Denn Pfarrhaushälterinnen sind direkte Angestellte des Priesters. Ihr
Gehalt wird zwar von der jeweiligen Diözese mit bis zu 60 Prozent
bezuschusst, doch den Rest müssen die Priester selbst zahlen. In
ostdeutschen Diözesen gibt es gar keine Zuschüsse mehr. Statt
Pfarrhaushälterinnen beschäftigen viele Priester mittlerweile eine
Haushaltshilfe, die wenige Tage in der Woche vorbeikommt.
Auch Koster hätte sich vorstellen können, in Teilzeit zu arbeiten, wie es
viele ihrer Kolleginnen handhaben. Doch als sie mit 29 Jahren ins Pfarrhaus
zog, war Familie für sie noch „kein Thema“. „Ich wollte es auf mich
zukommen lassen“, sagt sie. Sie „hätte“ gekündigt und „wäre“ ausge…
Doch es blieb beim Konjunktiv. Und sie blieb Vollzeit-Pfarrhaushälterin.
Annette Koster schaltet den Herd aus und stellt den Mixer an. Der
ohrenbetäubende Lärm lenkt sie ab. Jahrzehntelang haben die frommen Frauen
in der Berufsgemeinschaft für ein einheitliches Gehalt ihrer Kategorie und
die Anerkennung der Pfarrhaushälterin als Ausbildungsberuf gekämpft. Nun
wird der Beruf komplett infrage gestellt.
## In Zukunft Jobsharing?
War ihr Einsatz umsonst? Stirbt der Beruf wirklich aus oder kann er sich an
die veränderten Umstände anpassen und überleben? „Vielleicht ist es ja
wirklich nicht mehr so nötig, dass immer jemand da ist“, sagt sie, „es
kommen nicht mehr so viele Leute an die Haustür wie früher.“ Vielleicht
könnten sich in Zukunft mehrere Pfarrer eine Haushälterin teilen?

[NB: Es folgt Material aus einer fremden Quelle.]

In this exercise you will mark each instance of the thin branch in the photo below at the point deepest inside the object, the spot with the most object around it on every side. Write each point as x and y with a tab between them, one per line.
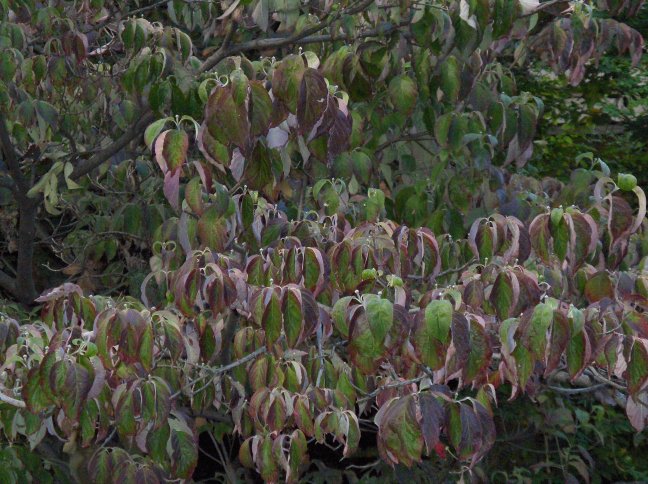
105	154
541	7
12	401
270	43
222	369
577	391
11	158
600	378
398	384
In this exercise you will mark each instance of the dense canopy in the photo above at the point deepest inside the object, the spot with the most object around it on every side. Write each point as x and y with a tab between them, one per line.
249	239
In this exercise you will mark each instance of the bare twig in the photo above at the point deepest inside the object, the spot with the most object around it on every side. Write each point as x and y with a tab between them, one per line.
397	384
270	43
220	370
577	391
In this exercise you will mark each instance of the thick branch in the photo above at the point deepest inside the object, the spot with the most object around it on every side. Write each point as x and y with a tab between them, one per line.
10	157
8	284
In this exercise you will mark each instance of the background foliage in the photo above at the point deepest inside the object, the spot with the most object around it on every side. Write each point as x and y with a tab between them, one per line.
323	241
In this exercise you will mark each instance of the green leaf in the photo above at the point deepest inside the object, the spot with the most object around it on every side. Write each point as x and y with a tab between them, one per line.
292	314
637	372
153	130
184	453
403	93
504	294
438	320
380	314
538	329
272	317
598	287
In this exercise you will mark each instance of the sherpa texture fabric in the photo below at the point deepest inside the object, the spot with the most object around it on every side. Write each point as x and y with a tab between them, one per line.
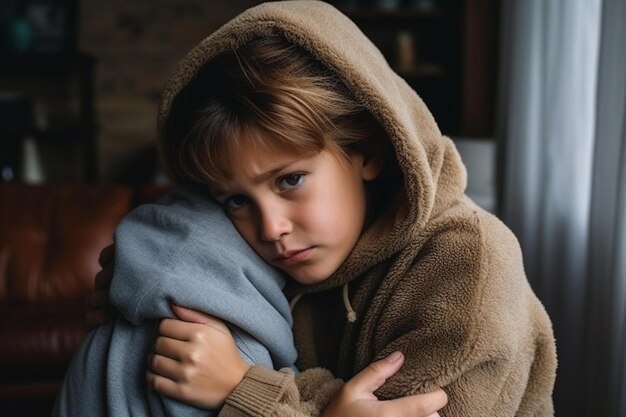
182	250
436	277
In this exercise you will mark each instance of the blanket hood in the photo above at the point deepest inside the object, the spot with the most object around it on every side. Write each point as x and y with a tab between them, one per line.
434	176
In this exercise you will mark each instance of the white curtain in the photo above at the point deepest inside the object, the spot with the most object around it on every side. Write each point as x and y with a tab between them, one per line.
563	189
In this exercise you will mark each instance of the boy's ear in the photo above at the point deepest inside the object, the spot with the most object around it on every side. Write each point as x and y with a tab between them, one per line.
371	165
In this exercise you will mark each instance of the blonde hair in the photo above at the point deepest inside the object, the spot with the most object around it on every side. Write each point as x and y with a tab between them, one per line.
270	94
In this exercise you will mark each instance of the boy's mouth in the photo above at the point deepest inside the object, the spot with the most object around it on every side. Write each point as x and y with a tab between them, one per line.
293	257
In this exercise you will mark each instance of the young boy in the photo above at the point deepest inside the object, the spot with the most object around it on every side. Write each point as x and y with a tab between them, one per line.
334	171
181	250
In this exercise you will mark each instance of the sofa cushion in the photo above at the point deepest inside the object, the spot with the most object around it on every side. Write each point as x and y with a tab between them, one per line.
51	236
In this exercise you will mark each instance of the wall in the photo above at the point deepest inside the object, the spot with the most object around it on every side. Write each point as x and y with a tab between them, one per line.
136	45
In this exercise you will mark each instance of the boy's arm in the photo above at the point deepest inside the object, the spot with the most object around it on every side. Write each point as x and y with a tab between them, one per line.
315	392
466	319
195	361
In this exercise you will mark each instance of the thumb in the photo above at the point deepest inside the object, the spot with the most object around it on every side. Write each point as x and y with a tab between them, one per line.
195	316
374	376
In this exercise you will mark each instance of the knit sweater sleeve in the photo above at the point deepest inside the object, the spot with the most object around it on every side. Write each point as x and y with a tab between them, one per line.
265	392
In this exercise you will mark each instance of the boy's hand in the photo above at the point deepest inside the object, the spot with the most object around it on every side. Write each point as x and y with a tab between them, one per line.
357	398
196	360
100	309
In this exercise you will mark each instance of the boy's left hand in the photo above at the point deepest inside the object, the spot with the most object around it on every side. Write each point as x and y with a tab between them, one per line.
195	360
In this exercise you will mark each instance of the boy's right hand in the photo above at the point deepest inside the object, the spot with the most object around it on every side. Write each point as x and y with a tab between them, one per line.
357	398
100	309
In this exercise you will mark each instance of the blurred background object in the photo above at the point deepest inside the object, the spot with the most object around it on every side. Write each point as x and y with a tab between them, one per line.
532	92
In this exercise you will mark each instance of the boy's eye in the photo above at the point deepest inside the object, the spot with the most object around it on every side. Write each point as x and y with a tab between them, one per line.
236	201
291	181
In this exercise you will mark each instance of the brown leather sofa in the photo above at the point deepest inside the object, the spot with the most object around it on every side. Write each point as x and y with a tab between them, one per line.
50	240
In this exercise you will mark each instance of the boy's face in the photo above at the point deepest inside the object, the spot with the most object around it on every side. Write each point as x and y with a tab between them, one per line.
302	214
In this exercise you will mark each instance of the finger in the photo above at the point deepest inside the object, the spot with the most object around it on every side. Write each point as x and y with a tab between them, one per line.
195	316
106	255
171	348
422	405
374	376
103	278
165	367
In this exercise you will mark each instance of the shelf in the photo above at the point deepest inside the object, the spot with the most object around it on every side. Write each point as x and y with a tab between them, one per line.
399	13
43	63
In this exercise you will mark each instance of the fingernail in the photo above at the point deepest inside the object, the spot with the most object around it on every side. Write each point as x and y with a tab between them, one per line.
394	357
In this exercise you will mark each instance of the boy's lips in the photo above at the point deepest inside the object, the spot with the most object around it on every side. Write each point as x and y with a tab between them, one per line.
293	257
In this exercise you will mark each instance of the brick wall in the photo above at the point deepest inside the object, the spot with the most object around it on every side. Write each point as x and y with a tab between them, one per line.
136	45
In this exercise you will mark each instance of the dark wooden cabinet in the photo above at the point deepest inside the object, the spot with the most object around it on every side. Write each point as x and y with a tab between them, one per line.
445	49
57	89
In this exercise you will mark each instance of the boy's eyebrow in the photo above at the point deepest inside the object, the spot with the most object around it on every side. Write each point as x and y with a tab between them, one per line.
219	193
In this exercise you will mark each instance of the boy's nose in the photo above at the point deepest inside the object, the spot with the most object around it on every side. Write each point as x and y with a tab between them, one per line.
273	225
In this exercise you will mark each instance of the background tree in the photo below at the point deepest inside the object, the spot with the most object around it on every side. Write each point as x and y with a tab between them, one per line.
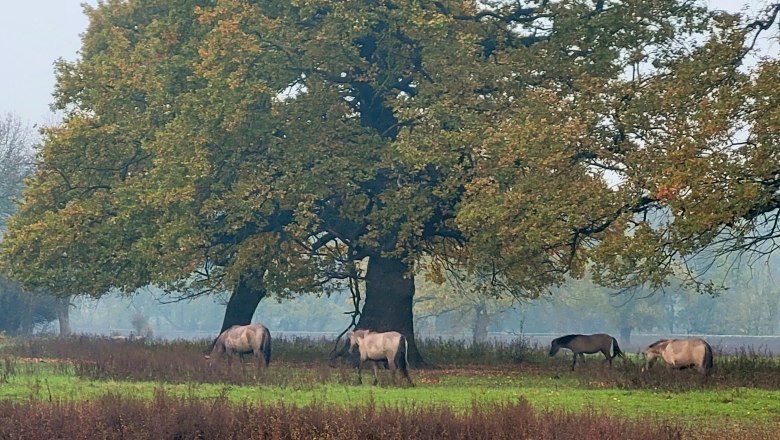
281	147
20	310
460	305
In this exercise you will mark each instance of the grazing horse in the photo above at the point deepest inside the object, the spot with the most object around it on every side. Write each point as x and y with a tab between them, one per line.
390	347
587	344
679	354
244	339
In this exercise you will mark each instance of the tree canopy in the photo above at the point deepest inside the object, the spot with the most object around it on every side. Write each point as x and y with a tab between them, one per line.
215	141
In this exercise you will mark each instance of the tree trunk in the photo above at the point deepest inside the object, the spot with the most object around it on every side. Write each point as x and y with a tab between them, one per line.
241	306
625	335
481	322
243	303
63	316
388	305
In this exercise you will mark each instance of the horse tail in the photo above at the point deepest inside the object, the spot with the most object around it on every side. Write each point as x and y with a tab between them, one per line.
403	358
265	345
707	363
616	351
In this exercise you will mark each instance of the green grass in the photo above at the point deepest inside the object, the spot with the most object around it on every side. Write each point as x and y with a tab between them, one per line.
456	388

Der österreichische Kulturanthropologe Roland Girtler trauert den alten
Zeiten nach – als Eltern froh waren, wenn einer ihrer Söhne zum Priester
geweiht wurde und er die Schwester gleich mit ins katholische Pfarrhaus
nahm. Als Pfarrhaushälterinnen selbstverständlich katholisch waren, nicht
geschieden sein durften und den Pfarrer selbst im Ruhestand noch pflegten.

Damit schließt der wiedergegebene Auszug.